The  municipality is the 4th largest by area out of the 356 municipalities in Norway (the largest municipality outside Troms og Finnmark county). Rana is the 45th most populous municipality in Norway with a population of 26,092. This makes it the second largest municipality in Nordland county—and the third largest in North Norway. The municipality's population density is  and its population has increased by 1.7% over the previous 10-year period.

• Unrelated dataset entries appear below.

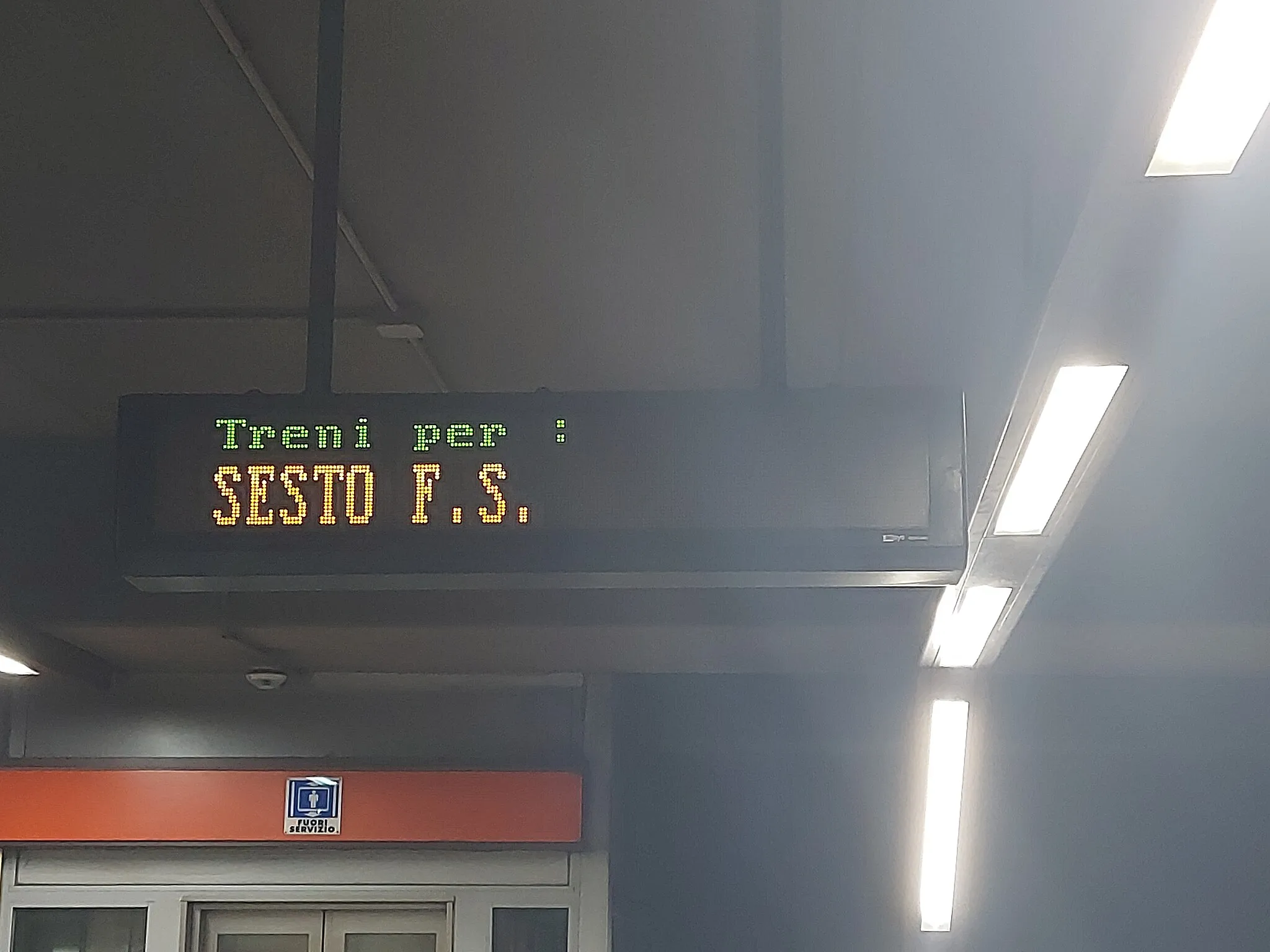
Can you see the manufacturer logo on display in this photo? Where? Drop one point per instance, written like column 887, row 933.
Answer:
column 314, row 805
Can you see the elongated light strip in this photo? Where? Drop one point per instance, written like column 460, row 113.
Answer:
column 12, row 666
column 944, row 776
column 1223, row 95
column 961, row 631
column 1071, row 415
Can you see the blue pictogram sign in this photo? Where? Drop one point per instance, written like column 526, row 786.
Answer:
column 314, row 805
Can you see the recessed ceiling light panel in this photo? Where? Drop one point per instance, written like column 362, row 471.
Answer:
column 1223, row 95
column 944, row 777
column 1071, row 415
column 12, row 666
column 962, row 628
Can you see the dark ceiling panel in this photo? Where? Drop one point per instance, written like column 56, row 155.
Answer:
column 149, row 174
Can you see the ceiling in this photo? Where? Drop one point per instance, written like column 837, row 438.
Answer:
column 567, row 196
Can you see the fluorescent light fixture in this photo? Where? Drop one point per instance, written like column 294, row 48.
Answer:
column 12, row 666
column 961, row 631
column 1223, row 94
column 1071, row 415
column 944, row 776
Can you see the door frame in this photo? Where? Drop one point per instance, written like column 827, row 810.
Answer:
column 198, row 935
column 202, row 876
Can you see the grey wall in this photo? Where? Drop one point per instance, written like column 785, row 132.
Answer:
column 1106, row 815
column 225, row 719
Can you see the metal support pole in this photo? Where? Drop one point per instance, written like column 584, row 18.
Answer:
column 324, row 238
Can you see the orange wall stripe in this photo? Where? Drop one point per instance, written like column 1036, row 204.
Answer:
column 41, row 805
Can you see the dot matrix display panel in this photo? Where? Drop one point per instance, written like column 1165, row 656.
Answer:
column 408, row 490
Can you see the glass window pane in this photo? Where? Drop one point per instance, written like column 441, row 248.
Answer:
column 531, row 931
column 79, row 930
column 260, row 942
column 390, row 942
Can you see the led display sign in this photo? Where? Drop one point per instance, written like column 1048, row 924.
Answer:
column 817, row 487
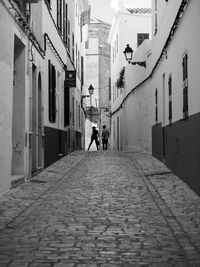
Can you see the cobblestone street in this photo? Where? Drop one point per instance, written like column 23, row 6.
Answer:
column 101, row 208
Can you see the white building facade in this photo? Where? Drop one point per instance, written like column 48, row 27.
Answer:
column 160, row 108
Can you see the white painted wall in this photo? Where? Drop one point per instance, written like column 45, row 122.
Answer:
column 125, row 26
column 138, row 112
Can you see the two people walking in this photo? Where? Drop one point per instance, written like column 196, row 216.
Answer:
column 95, row 137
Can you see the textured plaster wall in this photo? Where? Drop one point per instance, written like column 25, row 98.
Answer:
column 6, row 73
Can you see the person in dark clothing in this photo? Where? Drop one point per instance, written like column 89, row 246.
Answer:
column 94, row 137
column 105, row 135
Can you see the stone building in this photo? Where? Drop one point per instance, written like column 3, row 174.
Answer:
column 130, row 26
column 159, row 111
column 41, row 118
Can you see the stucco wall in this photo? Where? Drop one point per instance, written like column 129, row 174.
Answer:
column 6, row 74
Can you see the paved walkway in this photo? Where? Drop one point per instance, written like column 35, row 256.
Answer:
column 101, row 208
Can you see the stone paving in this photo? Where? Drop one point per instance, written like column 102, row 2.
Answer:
column 101, row 208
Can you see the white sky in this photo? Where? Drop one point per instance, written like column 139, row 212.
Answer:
column 131, row 3
column 101, row 9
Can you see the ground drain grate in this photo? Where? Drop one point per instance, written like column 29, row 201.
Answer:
column 38, row 181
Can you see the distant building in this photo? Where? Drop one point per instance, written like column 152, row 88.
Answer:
column 159, row 111
column 130, row 26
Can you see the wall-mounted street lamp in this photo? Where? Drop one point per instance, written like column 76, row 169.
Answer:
column 91, row 91
column 107, row 112
column 128, row 52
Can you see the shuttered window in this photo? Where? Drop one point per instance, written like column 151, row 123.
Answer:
column 170, row 98
column 185, row 85
column 52, row 92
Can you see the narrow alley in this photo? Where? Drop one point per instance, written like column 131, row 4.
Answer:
column 101, row 208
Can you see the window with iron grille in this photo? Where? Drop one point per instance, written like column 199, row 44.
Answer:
column 156, row 105
column 170, row 98
column 52, row 92
column 66, row 24
column 141, row 37
column 73, row 110
column 59, row 15
column 185, row 85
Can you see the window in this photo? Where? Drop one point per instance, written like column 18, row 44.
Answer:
column 141, row 37
column 155, row 3
column 52, row 92
column 156, row 104
column 79, row 63
column 76, row 56
column 72, row 46
column 79, row 115
column 185, row 85
column 66, row 106
column 49, row 3
column 156, row 24
column 82, row 70
column 64, row 21
column 59, row 15
column 170, row 98
column 117, row 43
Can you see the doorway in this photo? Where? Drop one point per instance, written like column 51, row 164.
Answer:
column 18, row 113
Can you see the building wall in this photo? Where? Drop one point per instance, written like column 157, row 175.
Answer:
column 124, row 31
column 29, row 141
column 97, row 73
column 17, row 58
column 175, row 142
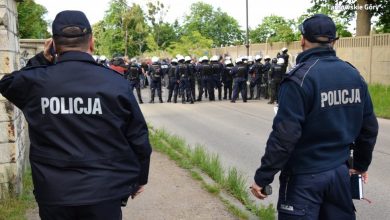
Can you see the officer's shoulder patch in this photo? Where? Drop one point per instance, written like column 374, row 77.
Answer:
column 350, row 65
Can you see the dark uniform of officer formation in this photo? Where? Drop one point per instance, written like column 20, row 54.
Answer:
column 216, row 78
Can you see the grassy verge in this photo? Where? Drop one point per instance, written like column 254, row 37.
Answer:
column 380, row 95
column 231, row 181
column 14, row 207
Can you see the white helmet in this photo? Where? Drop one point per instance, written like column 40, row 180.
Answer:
column 214, row 58
column 103, row 58
column 180, row 57
column 187, row 58
column 280, row 61
column 155, row 59
column 228, row 62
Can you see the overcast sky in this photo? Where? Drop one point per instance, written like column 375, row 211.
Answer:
column 258, row 9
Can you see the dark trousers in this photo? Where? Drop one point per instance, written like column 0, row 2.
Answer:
column 325, row 195
column 155, row 85
column 137, row 85
column 239, row 86
column 101, row 211
column 173, row 88
column 227, row 89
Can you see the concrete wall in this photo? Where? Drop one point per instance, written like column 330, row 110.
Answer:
column 13, row 130
column 369, row 54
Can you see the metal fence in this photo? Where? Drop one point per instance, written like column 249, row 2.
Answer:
column 369, row 54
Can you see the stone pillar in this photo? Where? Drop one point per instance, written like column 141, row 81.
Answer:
column 12, row 124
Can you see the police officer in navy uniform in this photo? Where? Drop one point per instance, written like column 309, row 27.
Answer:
column 227, row 80
column 255, row 71
column 324, row 106
column 265, row 77
column 217, row 69
column 156, row 74
column 133, row 74
column 276, row 76
column 173, row 81
column 239, row 73
column 89, row 141
column 184, row 85
column 192, row 75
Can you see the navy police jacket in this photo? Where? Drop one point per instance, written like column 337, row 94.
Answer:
column 89, row 139
column 324, row 106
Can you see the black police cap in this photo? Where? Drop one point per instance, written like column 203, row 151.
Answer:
column 70, row 18
column 319, row 25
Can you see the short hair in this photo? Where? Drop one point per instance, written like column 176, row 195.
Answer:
column 65, row 43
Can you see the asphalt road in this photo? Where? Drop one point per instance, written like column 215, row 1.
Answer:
column 238, row 133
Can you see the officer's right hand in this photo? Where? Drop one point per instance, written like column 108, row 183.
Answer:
column 140, row 190
column 256, row 191
column 364, row 174
column 46, row 50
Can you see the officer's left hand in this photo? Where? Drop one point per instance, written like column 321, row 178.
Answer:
column 256, row 191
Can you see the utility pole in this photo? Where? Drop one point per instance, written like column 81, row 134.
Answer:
column 247, row 31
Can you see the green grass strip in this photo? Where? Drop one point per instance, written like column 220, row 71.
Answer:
column 234, row 182
column 14, row 207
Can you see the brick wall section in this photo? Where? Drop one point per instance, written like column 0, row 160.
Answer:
column 13, row 129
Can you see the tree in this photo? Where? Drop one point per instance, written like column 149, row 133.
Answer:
column 123, row 30
column 30, row 20
column 364, row 11
column 275, row 28
column 162, row 32
column 341, row 23
column 193, row 44
column 213, row 24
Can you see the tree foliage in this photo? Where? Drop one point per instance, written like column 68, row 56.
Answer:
column 342, row 22
column 275, row 28
column 193, row 44
column 30, row 20
column 213, row 24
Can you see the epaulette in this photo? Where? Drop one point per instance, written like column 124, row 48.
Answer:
column 291, row 75
column 33, row 67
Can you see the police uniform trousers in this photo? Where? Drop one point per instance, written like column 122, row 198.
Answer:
column 155, row 84
column 227, row 89
column 218, row 85
column 101, row 211
column 239, row 86
column 185, row 89
column 173, row 87
column 137, row 85
column 325, row 195
column 210, row 87
column 275, row 85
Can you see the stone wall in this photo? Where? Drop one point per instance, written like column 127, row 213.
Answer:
column 13, row 129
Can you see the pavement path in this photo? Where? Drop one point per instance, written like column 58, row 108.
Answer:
column 170, row 194
column 238, row 133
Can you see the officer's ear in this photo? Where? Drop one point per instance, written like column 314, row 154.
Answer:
column 302, row 41
column 91, row 43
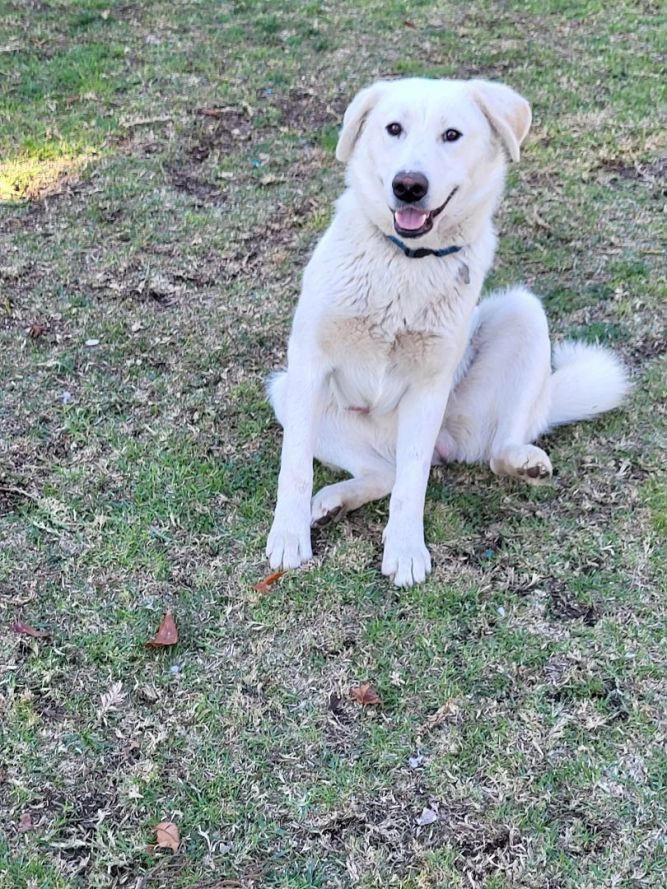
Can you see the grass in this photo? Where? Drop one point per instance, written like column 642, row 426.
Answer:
column 165, row 170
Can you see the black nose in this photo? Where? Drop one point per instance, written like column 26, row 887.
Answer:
column 409, row 187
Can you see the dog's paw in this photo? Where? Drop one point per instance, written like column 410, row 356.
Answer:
column 288, row 548
column 326, row 506
column 526, row 462
column 406, row 561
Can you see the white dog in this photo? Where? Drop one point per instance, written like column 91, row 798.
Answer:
column 392, row 366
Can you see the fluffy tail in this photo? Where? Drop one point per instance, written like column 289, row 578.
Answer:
column 587, row 380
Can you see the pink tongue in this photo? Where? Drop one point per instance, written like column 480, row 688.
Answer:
column 410, row 219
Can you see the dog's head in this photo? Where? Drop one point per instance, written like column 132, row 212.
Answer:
column 423, row 155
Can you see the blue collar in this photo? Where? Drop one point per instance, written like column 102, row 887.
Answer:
column 422, row 251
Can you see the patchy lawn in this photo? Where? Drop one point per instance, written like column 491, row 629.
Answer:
column 165, row 170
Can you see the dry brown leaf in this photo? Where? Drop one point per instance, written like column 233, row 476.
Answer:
column 365, row 694
column 167, row 836
column 446, row 711
column 264, row 585
column 26, row 630
column 167, row 633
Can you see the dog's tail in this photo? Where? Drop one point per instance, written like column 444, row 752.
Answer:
column 587, row 380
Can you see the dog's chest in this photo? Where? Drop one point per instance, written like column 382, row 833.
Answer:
column 374, row 361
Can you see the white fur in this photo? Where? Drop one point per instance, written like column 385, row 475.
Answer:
column 392, row 365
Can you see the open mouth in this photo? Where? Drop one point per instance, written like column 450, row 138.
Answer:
column 411, row 222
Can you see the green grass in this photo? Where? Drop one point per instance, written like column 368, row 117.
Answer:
column 165, row 170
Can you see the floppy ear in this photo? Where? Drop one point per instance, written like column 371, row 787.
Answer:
column 355, row 116
column 508, row 113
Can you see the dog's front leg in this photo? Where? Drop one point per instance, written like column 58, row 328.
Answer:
column 420, row 414
column 288, row 543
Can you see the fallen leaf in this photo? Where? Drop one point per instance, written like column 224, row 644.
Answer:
column 27, row 630
column 428, row 816
column 111, row 700
column 167, row 633
column 365, row 694
column 267, row 582
column 167, row 836
column 446, row 711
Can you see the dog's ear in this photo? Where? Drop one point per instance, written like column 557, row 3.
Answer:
column 508, row 113
column 355, row 116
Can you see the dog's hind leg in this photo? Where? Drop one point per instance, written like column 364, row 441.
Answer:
column 502, row 403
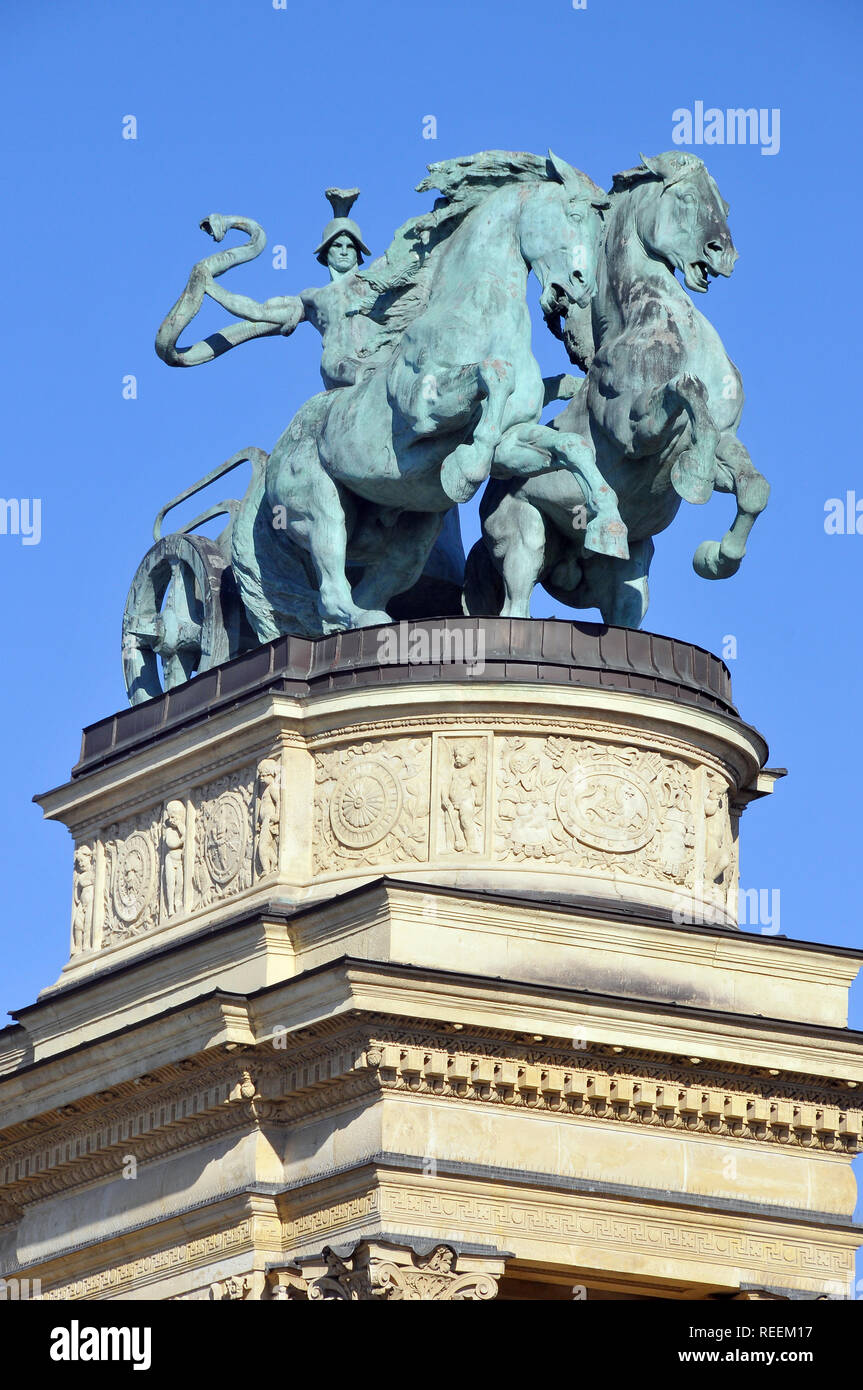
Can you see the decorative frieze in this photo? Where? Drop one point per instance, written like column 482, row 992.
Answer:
column 371, row 804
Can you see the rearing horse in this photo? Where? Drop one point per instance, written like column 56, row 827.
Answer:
column 662, row 402
column 364, row 474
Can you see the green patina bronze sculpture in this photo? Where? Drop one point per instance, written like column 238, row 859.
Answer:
column 660, row 403
column 431, row 388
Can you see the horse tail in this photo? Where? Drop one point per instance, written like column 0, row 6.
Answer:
column 484, row 594
column 203, row 274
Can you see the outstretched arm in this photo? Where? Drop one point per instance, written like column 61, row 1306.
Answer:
column 275, row 316
column 282, row 310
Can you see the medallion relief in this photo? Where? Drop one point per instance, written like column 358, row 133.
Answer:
column 371, row 804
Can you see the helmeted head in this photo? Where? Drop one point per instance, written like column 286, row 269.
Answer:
column 560, row 236
column 342, row 246
column 681, row 216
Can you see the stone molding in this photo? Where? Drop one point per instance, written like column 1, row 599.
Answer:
column 316, row 1073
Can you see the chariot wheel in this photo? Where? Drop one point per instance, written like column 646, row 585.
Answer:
column 182, row 615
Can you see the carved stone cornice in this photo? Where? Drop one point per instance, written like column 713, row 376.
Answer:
column 382, row 1272
column 316, row 1070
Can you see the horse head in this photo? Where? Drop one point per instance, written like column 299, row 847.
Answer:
column 560, row 234
column 681, row 217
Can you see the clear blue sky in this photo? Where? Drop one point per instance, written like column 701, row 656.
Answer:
column 252, row 110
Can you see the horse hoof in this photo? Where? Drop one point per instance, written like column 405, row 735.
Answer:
column 606, row 537
column 456, row 478
column 373, row 617
column 691, row 478
column 710, row 563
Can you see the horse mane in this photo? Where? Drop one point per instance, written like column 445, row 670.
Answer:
column 669, row 168
column 400, row 278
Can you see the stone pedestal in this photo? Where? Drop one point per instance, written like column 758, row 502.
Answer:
column 405, row 965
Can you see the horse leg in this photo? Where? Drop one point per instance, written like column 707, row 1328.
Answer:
column 395, row 555
column 516, row 537
column 313, row 514
column 532, row 448
column 655, row 413
column 469, row 464
column 620, row 588
column 734, row 473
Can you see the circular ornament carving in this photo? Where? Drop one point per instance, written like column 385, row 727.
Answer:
column 364, row 805
column 606, row 808
column 134, row 876
column 225, row 831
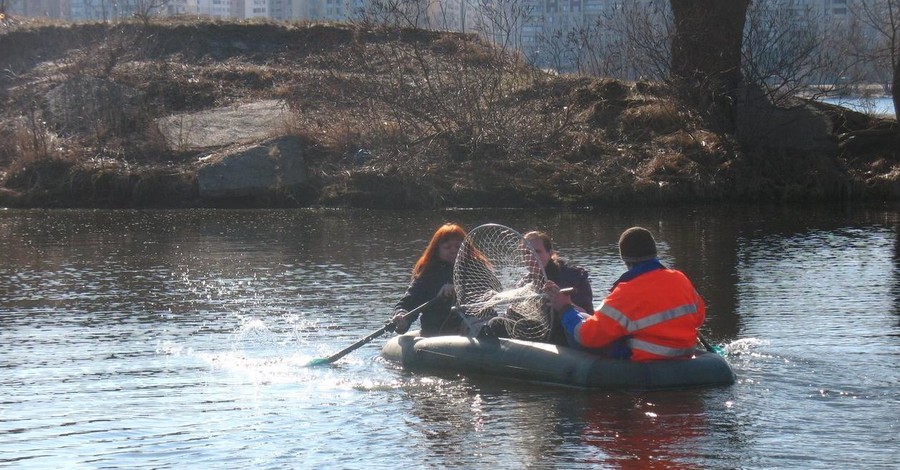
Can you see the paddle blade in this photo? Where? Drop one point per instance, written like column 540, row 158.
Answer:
column 318, row 362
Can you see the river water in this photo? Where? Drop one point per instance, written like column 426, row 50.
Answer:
column 179, row 339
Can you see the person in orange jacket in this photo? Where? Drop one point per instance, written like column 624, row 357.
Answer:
column 651, row 312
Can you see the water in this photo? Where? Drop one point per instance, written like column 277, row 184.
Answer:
column 173, row 339
column 881, row 106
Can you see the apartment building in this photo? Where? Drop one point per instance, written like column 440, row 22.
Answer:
column 59, row 9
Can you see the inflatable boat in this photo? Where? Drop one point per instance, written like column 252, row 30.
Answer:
column 548, row 363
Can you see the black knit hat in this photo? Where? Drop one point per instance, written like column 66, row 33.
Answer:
column 637, row 244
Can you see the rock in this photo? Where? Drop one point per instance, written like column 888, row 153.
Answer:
column 224, row 126
column 258, row 171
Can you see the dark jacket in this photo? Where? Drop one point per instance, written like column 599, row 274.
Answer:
column 437, row 319
column 569, row 276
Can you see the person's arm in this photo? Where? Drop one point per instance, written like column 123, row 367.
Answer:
column 591, row 331
column 412, row 298
column 584, row 296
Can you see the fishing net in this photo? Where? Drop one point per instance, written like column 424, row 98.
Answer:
column 498, row 279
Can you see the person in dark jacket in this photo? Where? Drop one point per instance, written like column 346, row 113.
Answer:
column 432, row 276
column 565, row 276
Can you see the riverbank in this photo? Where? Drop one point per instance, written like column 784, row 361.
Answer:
column 133, row 115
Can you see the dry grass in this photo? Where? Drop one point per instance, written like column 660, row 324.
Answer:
column 394, row 117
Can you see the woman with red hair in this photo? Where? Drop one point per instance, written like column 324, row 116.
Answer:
column 432, row 276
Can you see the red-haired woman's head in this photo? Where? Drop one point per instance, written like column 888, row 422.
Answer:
column 443, row 246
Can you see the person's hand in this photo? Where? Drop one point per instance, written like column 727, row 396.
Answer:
column 447, row 291
column 399, row 322
column 559, row 301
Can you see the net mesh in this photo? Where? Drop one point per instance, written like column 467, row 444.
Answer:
column 498, row 279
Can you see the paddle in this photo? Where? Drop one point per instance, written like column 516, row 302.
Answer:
column 389, row 326
column 708, row 346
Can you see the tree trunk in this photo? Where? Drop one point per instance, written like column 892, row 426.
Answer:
column 706, row 54
column 895, row 89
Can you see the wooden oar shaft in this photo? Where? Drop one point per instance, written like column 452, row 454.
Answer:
column 371, row 336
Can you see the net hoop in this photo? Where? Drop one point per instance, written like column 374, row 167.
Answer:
column 498, row 280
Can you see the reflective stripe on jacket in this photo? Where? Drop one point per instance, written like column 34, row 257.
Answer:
column 658, row 311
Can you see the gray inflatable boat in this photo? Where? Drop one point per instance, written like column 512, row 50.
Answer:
column 548, row 363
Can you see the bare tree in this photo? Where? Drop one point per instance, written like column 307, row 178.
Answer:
column 706, row 54
column 880, row 41
column 787, row 51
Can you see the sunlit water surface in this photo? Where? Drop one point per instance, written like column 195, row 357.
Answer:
column 179, row 339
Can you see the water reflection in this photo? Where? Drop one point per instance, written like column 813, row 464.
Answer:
column 112, row 319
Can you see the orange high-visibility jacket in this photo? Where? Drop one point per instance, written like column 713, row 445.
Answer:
column 659, row 311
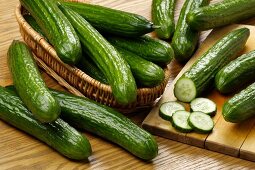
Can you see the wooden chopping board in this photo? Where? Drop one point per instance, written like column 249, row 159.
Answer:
column 228, row 138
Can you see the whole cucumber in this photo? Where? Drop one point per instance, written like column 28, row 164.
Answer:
column 236, row 74
column 29, row 83
column 56, row 28
column 58, row 135
column 220, row 14
column 106, row 57
column 163, row 16
column 111, row 20
column 185, row 39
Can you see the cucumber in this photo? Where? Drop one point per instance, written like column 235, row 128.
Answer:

Rana was a part of the Terra Securities scandal in 2007 relating to some investments that were made by the municipality.

General information

Municipal history
The municipality of Rana was originally established on 1 January 1838 (see formannskapsdistrikt law). However, it was divided into Nord-Rana and Sør-Rana in 1839. In 1844, Nord-Rana was renamed Mo and Sør-Rana was renamed Hemnes. The village of Mo was separated from the rural district of Mo and became a town and municipality of its own on 1 January 1923. At that time, the rural district changed its name back to Nord-Rana. During the 1960s, there were many municipal mergers across Norway due to the work of the Schei Committee. On 1 January 1964, the town of Mo (population: 9,616), the municipality of Nord-Rana (population: 11,636), the northern part of the municipality of Sør-Rana (population: 697), and the Sjona area of the municipality of Nesna (population: 543) were all merged. The united municipality was named simply Rana.

Name
The municipality is named after the river Ranelva (). The name of the river is probably derived from the word  which means "quick", "fast", or "rapid". Another possibility is that the name comes from the old Sami god Rana Niejta.

Coat of arms
The coat of arms was granted on 5 March 1965. The official blazon is "Per bend sinister vert and Or" (). This means the arms have a field (background) that is divided by a diagonal line from the lower left to the upper right. The field that is below the line has a tincture of Or which means it is commonly colored yellow, but if it is made out of metal, then gold is used. The field that is above the line has a tincture of green. The arms symbolize the forests (upper part/green) and the minerals (lower part/gold), as there many minerals can be found in the area, especially iron ore. The arms were originally granted to the municipality of Mo on 29 April 1960 until that municipality was dissolved in 1 January 1964 when it became part of the new municipality of Rana. The arms were designed by Gunnar Alm.

Churches
The Church of Norway has six parishes () within the municipality of Rana. It is part of the Indre Helgeland prosti (deanery) in the Diocese of Sør-Hålogaland.

Geography

The municipality is located just south of the Arctic circle, on the southern side of the Saltfjellet mountains with the Svartisen glacier, Norway's second largest glacier. Some of the large mountains in Rana include Bolna and Nasa. Mo is so close to the Arctic Circle that parts of the sun is continuously over the horizon (Midnight sun) from early June to early July, and there is no darkness from mid-May to the beginning of August. But there is no true polar night in December.  The Saltfjellet–Svartisen National Park is partly located in Rana. There are many valleys such as the Dunderland Valley and Grønnfjelldal.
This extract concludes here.